Last Saturday, while waiting for Olympic coverage to once again take over our alpha brain waves, I looked for something to watch that wouldn't require much attention on my part. I decided to put our "Great Race" DVD in the player because I haven't watched it for a couple of years now, and thought it would be fun. I wasn't disappointed, and soon found myself guffawing at all the classic Professor Fate antics and wishing that Hollywood would make movies "like that" once again. Then, all of a sudden it seemed, my Woodyettes were sitting on the couch with me, watching just as intently as I was.
I was a little puzzled, because this isn't exactly their kind of entertainment.

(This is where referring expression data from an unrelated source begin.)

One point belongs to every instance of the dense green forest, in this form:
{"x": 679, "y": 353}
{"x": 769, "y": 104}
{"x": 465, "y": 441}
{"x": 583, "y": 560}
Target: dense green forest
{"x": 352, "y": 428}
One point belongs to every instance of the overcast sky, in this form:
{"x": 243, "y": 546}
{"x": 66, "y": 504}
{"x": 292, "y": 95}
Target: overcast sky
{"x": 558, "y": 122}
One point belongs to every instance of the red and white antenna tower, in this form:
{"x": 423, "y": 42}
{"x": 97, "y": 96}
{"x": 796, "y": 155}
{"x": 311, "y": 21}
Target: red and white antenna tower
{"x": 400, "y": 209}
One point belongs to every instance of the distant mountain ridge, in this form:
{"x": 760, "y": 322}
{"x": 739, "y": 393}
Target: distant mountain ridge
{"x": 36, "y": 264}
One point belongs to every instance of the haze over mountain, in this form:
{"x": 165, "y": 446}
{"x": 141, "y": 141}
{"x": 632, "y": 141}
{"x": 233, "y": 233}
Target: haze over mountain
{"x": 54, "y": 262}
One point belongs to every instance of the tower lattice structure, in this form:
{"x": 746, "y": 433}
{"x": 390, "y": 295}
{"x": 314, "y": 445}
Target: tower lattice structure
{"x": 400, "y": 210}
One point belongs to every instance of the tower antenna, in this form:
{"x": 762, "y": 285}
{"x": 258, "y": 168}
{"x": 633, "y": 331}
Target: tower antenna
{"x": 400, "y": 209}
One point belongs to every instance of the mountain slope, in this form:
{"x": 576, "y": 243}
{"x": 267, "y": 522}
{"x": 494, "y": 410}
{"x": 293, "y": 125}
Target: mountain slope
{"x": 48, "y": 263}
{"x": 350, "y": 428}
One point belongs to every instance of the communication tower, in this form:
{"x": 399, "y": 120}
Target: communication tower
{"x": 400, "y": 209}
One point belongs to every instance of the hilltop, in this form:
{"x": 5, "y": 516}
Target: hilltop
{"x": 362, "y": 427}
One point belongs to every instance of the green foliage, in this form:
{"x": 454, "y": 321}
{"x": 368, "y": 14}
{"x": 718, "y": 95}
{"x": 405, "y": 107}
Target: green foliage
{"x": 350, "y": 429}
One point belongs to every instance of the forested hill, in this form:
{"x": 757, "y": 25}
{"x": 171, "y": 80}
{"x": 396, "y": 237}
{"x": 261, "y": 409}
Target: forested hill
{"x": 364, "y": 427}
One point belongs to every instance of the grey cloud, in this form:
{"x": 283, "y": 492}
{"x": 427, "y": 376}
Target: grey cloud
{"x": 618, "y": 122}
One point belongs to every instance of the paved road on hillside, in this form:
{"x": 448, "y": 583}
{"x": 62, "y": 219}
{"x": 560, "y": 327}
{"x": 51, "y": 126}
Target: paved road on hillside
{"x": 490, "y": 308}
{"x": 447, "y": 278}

Their entertainment usually consists of young children, preferably at least one blonde and one brunette, involved in some sort of life-or-death exercise involving, at a minimum, one pegasus. There are no children in "The Great Race" except for the urchins who are scribbling graffiti ("Fate loves Fate") on Fate's gate to his property, or the kid who punches Max in the gut because Fate popped his balloon before the start of the race.

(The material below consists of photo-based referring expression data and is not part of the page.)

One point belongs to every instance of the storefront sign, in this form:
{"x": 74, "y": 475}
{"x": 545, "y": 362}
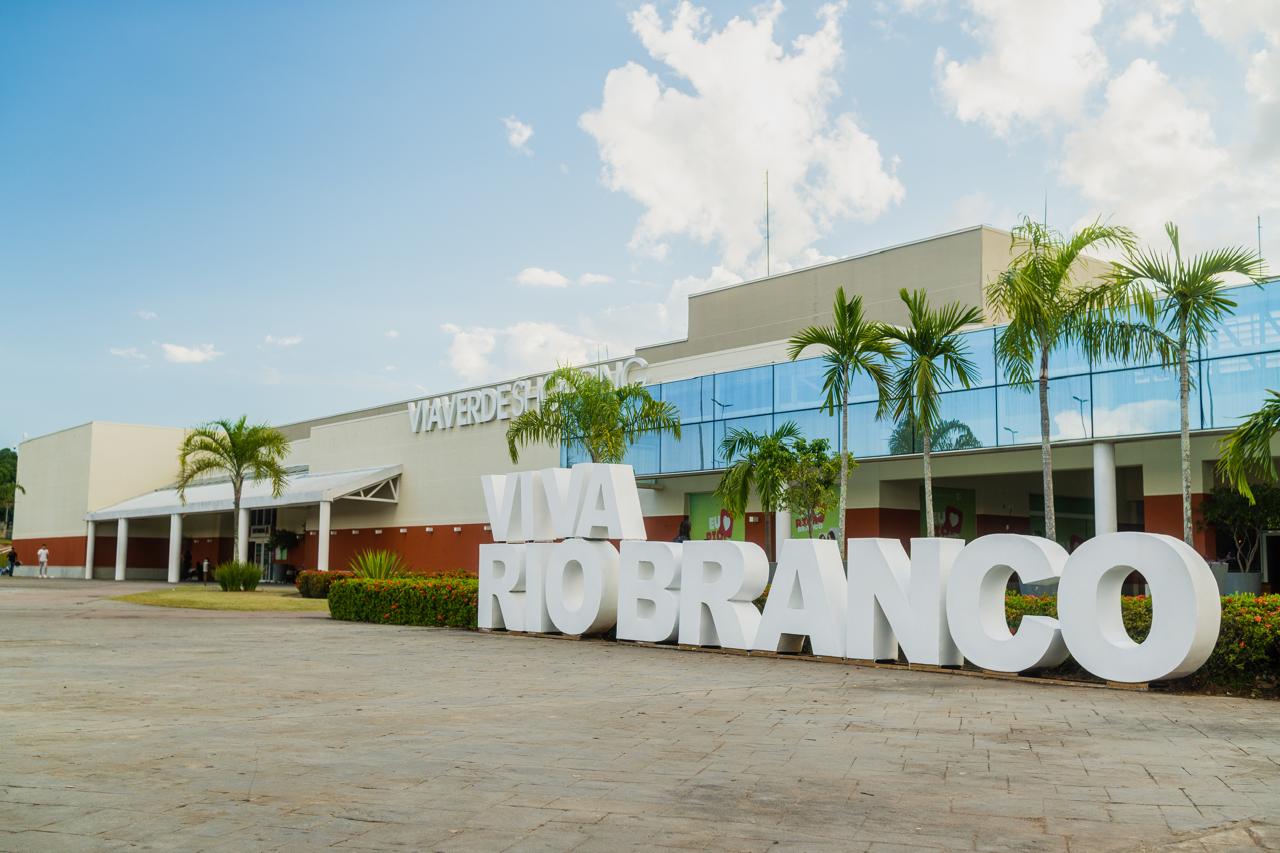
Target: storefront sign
{"x": 552, "y": 568}
{"x": 498, "y": 402}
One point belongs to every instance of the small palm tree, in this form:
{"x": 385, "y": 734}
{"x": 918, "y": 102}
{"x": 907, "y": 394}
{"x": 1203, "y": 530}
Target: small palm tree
{"x": 935, "y": 359}
{"x": 1246, "y": 451}
{"x": 1192, "y": 305}
{"x": 243, "y": 452}
{"x": 757, "y": 461}
{"x": 853, "y": 345}
{"x": 1048, "y": 306}
{"x": 580, "y": 407}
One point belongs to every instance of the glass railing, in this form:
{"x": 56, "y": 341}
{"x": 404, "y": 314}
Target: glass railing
{"x": 1232, "y": 374}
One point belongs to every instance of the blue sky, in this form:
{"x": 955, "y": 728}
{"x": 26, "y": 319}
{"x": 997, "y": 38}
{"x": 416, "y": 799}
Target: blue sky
{"x": 293, "y": 209}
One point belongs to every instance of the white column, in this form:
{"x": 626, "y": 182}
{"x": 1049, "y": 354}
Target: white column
{"x": 122, "y": 546}
{"x": 174, "y": 546}
{"x": 1104, "y": 487}
{"x": 242, "y": 537}
{"x": 323, "y": 546}
{"x": 90, "y": 534}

Then it dawned on me. It's not the movie that has them riveted. It's Daddy.
Years ago, when my Dad took his brood to the theater to see "The Great Race," I remember listening to Dad chuckle his way through the movie. Almost invariably he was chuckling at Professor Fate, and this made a great impression on me. Even years later, watching the film on television (which became a Woody tradition in the days before VCRs), Dad would chuckle heartily at Professor Fate and Max. I thoroughly enjoyed listening to Dad chuckle. It had a nearly narcotic effect on me, and I found myself wanting to be an actor just like Lemmon so I could make Dad chuckle. It worked, sometimes. When I wasn't being an idiot teenager, anyway.
So I suspect that, more than anything else, my Woodyettes like to hear their Daddy laugh. It must be a comfort thing, when you stop to think about it. If Daddy is laughing, things must be right with the world. It's a signal that all is well, and Daddy isn't stressing about anything at that moment, which means Daddy won't be yelling at them for any reason in the immediate future. I think I understand this now.
Thus Daddy has resolved to do more to make his girls feel more comfortable with life. Oh, I can't realistically expect that I will never show the stresses that I sometimes feel. One can't really be an adult without feeling (and occasionally showing) stress. But if I make that an exception in my life, rather than a rule, my family will benefit accordingly.
I need to make my girls laugh. Guess I'd better spend more time in front of the mirror.